Message ID | 20240621102750.oH9p1FQq@linutronix.de (mailing list archive) |
---|---|
State | New |
Headers | show |
Series | sched/task_struct: Move alloc_tag to the end of the struct. | expand |
On Fri, Jun 21, 2024 at 12:27:50PM +0200, Sebastian Andrzej Siewior wrote: > The alloc_tag member has been added to task_struct at the very > beginning. This is a pointer and on 64bit architectures it forces 4 byte > padding after `ptrace' and then forcing another another 4 byte padding > after `on_cpu'. A few members later, `se' requires a cacheline aligned > due to struct sched_avg resulting in 52 hole before `se'. > > This is the case on 64bit-SMP architectures. > The 52 byte hole can be avoided by moving alloc_tag away where it > currently resides. > > Move alloc_tag to the end of task_struct. There is likely a hole before > `thread' due to its alignment requirement and the previous members are > likely to be already pointer-aligned.
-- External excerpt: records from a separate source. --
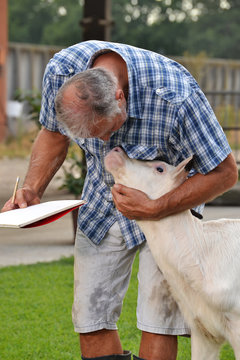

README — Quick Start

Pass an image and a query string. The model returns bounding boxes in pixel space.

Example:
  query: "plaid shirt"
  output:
[40,41,231,248]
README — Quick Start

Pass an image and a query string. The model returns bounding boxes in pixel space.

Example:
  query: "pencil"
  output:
[12,176,20,204]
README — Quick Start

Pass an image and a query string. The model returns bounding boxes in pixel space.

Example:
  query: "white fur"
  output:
[105,148,240,360]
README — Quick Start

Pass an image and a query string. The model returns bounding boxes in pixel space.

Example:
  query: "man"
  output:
[3,41,237,360]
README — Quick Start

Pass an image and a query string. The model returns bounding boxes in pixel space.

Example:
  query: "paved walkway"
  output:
[0,159,240,267]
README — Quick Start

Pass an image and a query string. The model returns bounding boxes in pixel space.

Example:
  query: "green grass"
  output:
[0,258,234,360]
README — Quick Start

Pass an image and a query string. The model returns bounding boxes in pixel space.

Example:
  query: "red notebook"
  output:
[0,200,86,228]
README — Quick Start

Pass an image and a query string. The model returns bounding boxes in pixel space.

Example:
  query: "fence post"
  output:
[0,0,8,141]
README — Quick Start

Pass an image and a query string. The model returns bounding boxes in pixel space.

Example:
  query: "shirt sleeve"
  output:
[171,89,231,174]
[39,66,59,131]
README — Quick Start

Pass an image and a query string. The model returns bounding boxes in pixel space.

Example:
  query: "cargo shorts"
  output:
[72,222,190,335]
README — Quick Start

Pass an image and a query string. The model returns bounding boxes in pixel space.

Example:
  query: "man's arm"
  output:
[2,128,69,211]
[112,154,238,220]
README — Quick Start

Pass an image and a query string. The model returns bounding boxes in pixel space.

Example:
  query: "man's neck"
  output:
[92,52,128,99]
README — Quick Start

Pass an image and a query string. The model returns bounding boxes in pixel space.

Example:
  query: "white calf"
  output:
[105,148,240,360]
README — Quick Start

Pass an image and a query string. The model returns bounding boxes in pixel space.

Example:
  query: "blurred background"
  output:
[0,0,240,158]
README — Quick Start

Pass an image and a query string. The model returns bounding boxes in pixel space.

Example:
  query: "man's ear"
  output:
[115,89,124,101]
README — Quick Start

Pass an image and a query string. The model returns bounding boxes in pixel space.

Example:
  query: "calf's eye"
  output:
[156,166,163,172]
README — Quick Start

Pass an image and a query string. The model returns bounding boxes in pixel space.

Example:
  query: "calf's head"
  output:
[104,147,192,199]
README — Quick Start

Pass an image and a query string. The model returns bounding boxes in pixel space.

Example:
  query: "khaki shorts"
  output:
[72,223,190,335]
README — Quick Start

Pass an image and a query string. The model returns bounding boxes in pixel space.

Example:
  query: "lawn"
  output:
[0,258,234,360]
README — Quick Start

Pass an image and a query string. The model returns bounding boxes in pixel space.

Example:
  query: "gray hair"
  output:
[55,68,121,138]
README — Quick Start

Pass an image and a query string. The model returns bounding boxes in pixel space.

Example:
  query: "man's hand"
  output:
[1,186,40,212]
[112,184,154,220]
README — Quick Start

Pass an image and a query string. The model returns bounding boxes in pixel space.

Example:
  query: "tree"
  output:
[9,0,240,58]
[8,0,82,46]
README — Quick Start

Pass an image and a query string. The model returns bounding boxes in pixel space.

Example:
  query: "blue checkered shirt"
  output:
[40,41,231,248]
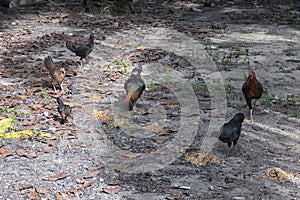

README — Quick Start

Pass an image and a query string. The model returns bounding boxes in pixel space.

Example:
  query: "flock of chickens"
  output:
[44,33,263,155]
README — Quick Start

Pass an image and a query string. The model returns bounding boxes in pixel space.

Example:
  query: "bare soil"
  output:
[0,0,300,200]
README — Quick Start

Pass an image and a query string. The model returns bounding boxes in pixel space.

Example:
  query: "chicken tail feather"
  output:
[44,56,54,71]
[66,41,76,53]
[123,85,138,104]
[57,97,64,106]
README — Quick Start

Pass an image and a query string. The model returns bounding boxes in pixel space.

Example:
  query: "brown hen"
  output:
[242,71,263,122]
[123,65,146,111]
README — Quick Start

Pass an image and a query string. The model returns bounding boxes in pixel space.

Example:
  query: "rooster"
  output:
[44,56,66,93]
[56,97,72,124]
[242,71,263,122]
[66,33,96,65]
[219,113,245,155]
[123,65,146,112]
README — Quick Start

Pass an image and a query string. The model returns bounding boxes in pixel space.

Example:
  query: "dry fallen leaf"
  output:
[42,147,54,153]
[55,192,72,200]
[81,170,100,178]
[43,173,71,181]
[28,192,42,200]
[0,148,15,158]
[267,167,294,181]
[102,187,122,194]
[79,181,92,191]
[16,149,38,159]
[185,153,219,166]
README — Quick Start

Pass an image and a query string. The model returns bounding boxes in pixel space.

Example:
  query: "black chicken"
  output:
[44,56,66,94]
[219,113,245,155]
[123,65,146,112]
[56,97,72,124]
[66,33,96,65]
[242,71,263,122]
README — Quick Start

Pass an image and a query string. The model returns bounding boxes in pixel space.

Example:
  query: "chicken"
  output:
[56,97,72,124]
[123,65,146,112]
[66,33,96,65]
[44,56,66,93]
[242,71,263,122]
[219,113,245,155]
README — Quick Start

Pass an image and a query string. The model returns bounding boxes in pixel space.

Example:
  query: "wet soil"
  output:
[0,1,300,200]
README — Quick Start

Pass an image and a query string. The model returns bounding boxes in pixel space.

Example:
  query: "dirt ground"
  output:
[0,0,300,200]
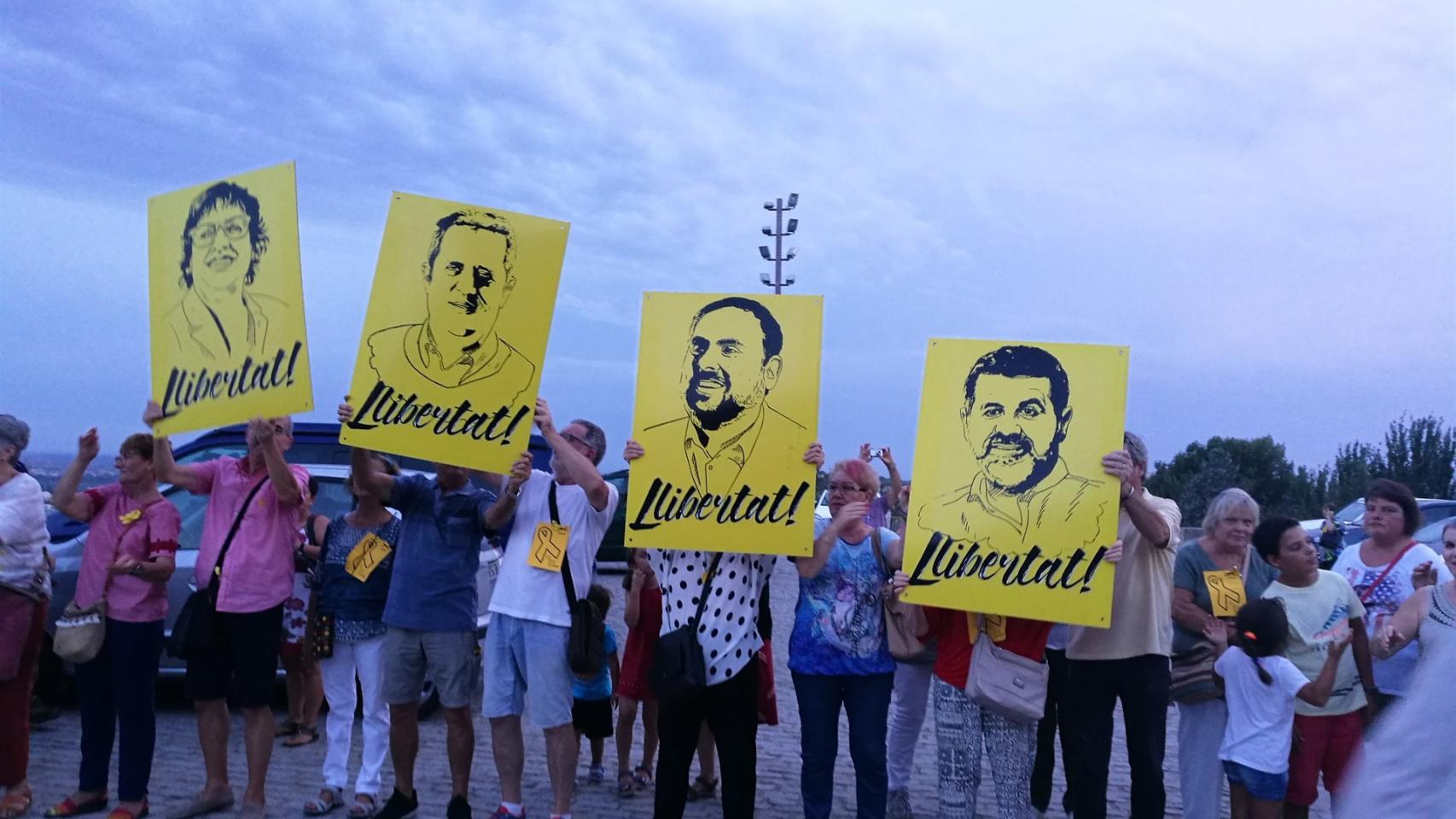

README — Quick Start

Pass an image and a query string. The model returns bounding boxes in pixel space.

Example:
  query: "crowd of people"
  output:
[0,398,1456,819]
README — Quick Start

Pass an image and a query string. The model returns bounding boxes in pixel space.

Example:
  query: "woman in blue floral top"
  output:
[303,456,400,816]
[789,458,901,819]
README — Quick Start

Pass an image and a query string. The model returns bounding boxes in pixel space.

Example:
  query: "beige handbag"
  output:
[52,596,109,664]
[965,615,1051,723]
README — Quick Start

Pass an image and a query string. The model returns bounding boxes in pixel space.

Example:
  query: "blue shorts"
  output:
[480,611,575,729]
[1223,759,1289,802]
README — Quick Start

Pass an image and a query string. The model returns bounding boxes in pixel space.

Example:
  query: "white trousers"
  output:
[319,634,389,799]
[885,662,935,790]
[1178,700,1229,819]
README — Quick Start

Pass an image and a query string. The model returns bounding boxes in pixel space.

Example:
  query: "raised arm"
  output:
[1297,634,1351,708]
[51,427,101,522]
[879,446,904,511]
[141,402,202,491]
[338,396,394,505]
[536,398,612,512]
[248,417,303,506]
[485,452,533,530]
[1368,586,1436,660]
[1102,450,1174,549]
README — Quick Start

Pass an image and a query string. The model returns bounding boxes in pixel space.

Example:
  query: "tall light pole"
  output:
[759,194,800,295]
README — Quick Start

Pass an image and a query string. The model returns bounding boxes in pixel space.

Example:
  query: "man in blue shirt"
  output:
[339,398,521,819]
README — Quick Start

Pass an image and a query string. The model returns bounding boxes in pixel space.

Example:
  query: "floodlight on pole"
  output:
[759,194,800,295]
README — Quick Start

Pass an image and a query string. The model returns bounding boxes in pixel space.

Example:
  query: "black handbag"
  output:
[167,476,268,659]
[546,480,607,678]
[648,551,724,698]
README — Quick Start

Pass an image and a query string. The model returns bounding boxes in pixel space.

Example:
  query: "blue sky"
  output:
[0,0,1456,466]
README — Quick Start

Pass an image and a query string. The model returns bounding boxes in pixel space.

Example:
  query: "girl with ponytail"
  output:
[1204,600,1349,819]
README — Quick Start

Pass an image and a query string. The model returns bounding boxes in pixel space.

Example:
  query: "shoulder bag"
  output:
[546,480,607,678]
[965,615,1051,723]
[648,551,724,697]
[869,528,928,662]
[167,476,268,659]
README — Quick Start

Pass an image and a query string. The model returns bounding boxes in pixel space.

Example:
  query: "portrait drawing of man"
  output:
[642,297,807,495]
[920,345,1107,551]
[369,208,536,404]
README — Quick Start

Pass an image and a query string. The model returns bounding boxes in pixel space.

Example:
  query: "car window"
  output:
[166,486,208,550]
[166,479,354,550]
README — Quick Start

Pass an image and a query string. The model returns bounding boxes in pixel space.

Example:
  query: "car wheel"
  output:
[419,679,440,720]
[35,636,67,706]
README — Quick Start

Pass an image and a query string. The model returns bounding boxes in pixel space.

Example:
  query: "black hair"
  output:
[1366,477,1421,537]
[965,345,1072,421]
[182,182,268,287]
[1233,598,1289,685]
[690,295,783,363]
[587,584,612,617]
[1252,518,1303,561]
[425,210,515,281]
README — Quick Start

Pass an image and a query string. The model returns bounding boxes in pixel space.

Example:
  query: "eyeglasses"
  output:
[192,219,248,247]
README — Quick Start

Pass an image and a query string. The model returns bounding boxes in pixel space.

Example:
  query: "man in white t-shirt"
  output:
[480,398,617,817]
[1062,432,1182,819]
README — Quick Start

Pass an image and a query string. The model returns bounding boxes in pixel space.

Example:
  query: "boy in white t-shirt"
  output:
[1204,600,1349,819]
[1254,518,1374,819]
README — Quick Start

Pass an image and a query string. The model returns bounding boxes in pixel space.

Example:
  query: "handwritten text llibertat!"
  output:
[910,532,1107,594]
[161,342,303,417]
[627,477,810,531]
[341,380,532,445]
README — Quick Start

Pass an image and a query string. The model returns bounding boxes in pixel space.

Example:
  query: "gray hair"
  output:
[0,415,31,458]
[1203,487,1260,534]
[572,417,607,466]
[1122,432,1147,470]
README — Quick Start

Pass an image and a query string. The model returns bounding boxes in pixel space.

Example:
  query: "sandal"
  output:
[687,777,718,802]
[42,792,107,816]
[349,793,379,817]
[0,790,35,819]
[107,799,151,819]
[282,726,319,747]
[303,786,344,816]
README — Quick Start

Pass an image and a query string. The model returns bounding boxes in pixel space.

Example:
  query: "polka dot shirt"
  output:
[648,549,778,685]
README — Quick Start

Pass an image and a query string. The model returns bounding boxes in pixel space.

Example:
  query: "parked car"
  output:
[1411,515,1456,555]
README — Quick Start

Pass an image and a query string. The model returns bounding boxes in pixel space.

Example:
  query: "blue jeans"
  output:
[794,672,895,819]
[76,617,161,802]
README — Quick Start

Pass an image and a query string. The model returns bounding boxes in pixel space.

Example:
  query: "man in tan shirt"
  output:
[1066,432,1182,819]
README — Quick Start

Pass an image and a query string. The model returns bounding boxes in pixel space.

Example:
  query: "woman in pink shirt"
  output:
[45,427,182,819]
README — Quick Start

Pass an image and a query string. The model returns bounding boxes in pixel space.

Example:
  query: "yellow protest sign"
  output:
[1203,569,1249,617]
[339,194,569,473]
[526,522,571,572]
[147,161,313,433]
[344,532,393,584]
[626,293,824,555]
[903,339,1127,625]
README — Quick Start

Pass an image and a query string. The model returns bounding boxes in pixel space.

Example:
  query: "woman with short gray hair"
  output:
[0,415,51,819]
[1172,489,1278,819]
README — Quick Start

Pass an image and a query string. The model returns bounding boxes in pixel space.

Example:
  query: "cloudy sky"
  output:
[0,0,1456,466]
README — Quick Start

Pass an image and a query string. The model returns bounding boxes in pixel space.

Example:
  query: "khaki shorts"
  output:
[383,625,478,708]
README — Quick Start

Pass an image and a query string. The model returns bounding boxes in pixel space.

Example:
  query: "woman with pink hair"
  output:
[789,458,901,819]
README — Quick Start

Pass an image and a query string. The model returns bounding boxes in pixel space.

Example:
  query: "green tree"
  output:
[1384,415,1456,497]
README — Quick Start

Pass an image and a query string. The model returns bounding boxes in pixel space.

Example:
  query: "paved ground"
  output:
[31,563,1330,819]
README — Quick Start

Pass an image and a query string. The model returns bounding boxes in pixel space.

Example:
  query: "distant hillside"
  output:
[20,452,116,491]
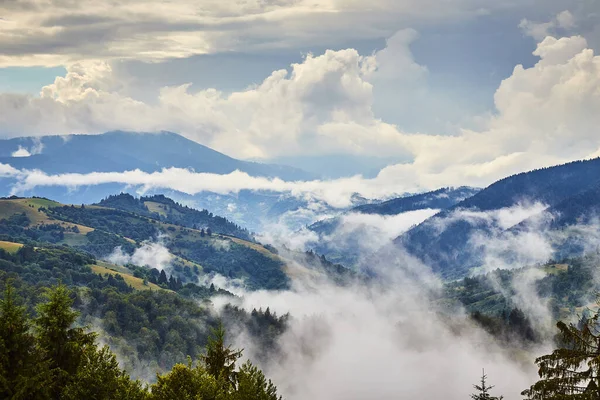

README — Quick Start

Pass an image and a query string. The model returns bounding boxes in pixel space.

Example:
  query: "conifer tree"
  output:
[471,370,503,400]
[233,361,281,400]
[200,323,243,385]
[522,303,600,400]
[35,284,96,398]
[200,323,243,385]
[0,282,50,399]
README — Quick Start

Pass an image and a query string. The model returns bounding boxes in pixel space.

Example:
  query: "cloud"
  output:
[11,146,31,157]
[11,138,44,157]
[0,31,600,193]
[107,241,173,271]
[224,253,536,400]
[519,10,577,40]
[0,0,568,66]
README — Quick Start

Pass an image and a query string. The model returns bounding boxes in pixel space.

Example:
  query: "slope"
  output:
[394,159,600,278]
[0,131,313,180]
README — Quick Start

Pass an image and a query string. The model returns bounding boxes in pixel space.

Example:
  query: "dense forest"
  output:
[0,194,600,400]
[97,193,252,240]
[0,284,280,400]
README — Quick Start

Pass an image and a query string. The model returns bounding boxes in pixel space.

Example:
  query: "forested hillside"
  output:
[97,193,252,240]
[0,195,288,289]
[0,283,280,400]
[395,159,600,278]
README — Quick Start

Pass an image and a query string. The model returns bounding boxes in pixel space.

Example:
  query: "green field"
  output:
[91,261,164,290]
[0,240,23,254]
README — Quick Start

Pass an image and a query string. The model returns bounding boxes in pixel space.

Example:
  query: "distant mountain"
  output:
[97,193,253,241]
[394,159,600,279]
[350,186,481,215]
[0,131,315,180]
[308,186,481,238]
[307,187,478,267]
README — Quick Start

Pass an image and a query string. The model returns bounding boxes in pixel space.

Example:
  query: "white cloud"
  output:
[519,10,577,40]
[107,241,173,271]
[11,138,44,157]
[225,254,536,400]
[0,0,564,66]
[0,31,600,197]
[11,146,31,157]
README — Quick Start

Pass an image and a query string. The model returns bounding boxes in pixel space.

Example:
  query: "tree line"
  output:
[0,284,281,400]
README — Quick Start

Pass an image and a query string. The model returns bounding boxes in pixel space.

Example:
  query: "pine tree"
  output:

We sure we want it at the end? we do want it on a hot cacheline
On 2024-06-21 10:20:58 [-0400], Kent Overstreet wrote: > On Fri, Jun 21, 2024 at 12:27:50PM +0200, Sebastian Andrzej Siewior wrote: > > The alloc_tag member has been added to task_struct at the very > > beginning. This is a pointer and on 64bit architectures it forces 4 byte > > padding after `ptrace' and then forcing another another 4 byte padding > > after `on_cpu'. A few members later, `se' requires a cacheline aligned > > due to struct sched_avg resulting in 52 hole before `se'. > > > > This is the case on 64bit-SMP architectures. > > The 52 byte hole can be avoided by moving alloc_tag away where it > > currently resides. > > > > Move alloc_tag to the end of task_struct. There is likely a hole before > > `thread' due to its alignment requirement and the previous members are > > likely to be already pointer-aligned. > > We sure we want it at the end? we do want it on a hot cacheline Well, the front is bad. Looking at pgalloc_tag_add() and its callers, there is no task_struct touching. alloc_tag_save()/restore might be the critical one. This is random code… Puh. So if the end is too cold, what about around the mm pointer? Other suggestions? Sebastian
On Fri, Jun 21, 2024 at 08:29:15PM +0200, Sebastian Andrzej Siewior wrote: > On 2024-06-21 10:20:58 [-0400], Kent Overstreet wrote: > > On Fri, Jun 21, 2024 at 12:27:50PM +0200, Sebastian Andrzej Siewior wrote: > > > The alloc_tag member has been added to task_struct at the very > > > beginning. This is a pointer and on 64bit architectures it forces 4 byte > > > padding after `ptrace' and then forcing another another 4 byte padding > > > after `on_cpu'. A few members later, `se' requires a cacheline aligned > > > due to struct sched_avg resulting in 52 hole before `se'. > > > > > > This is the case on 64bit-SMP architectures. > > > The 52 byte hole can be avoided by moving alloc_tag away where it > > > currently resides. > > > > > > Move alloc_tag to the end of task_struct. There is likely a hole before > > > `thread' due to its alignment requirement and the previous members are > > > likely to be already pointer-aligned. > > > > We sure we want it at the end? we do want it on a hot cacheline > > Well, the front is bad. > Looking at pgalloc_tag_add() and its callers, there is no task_struct > touching. alloc_tag_save()/restore might be the critical one. This is > random code… Puh. So if the end is too cold, what about around the mm > pointer? Not there, that's not actually that hot. It needs to be by task_struct->flags; that's used in the same paths.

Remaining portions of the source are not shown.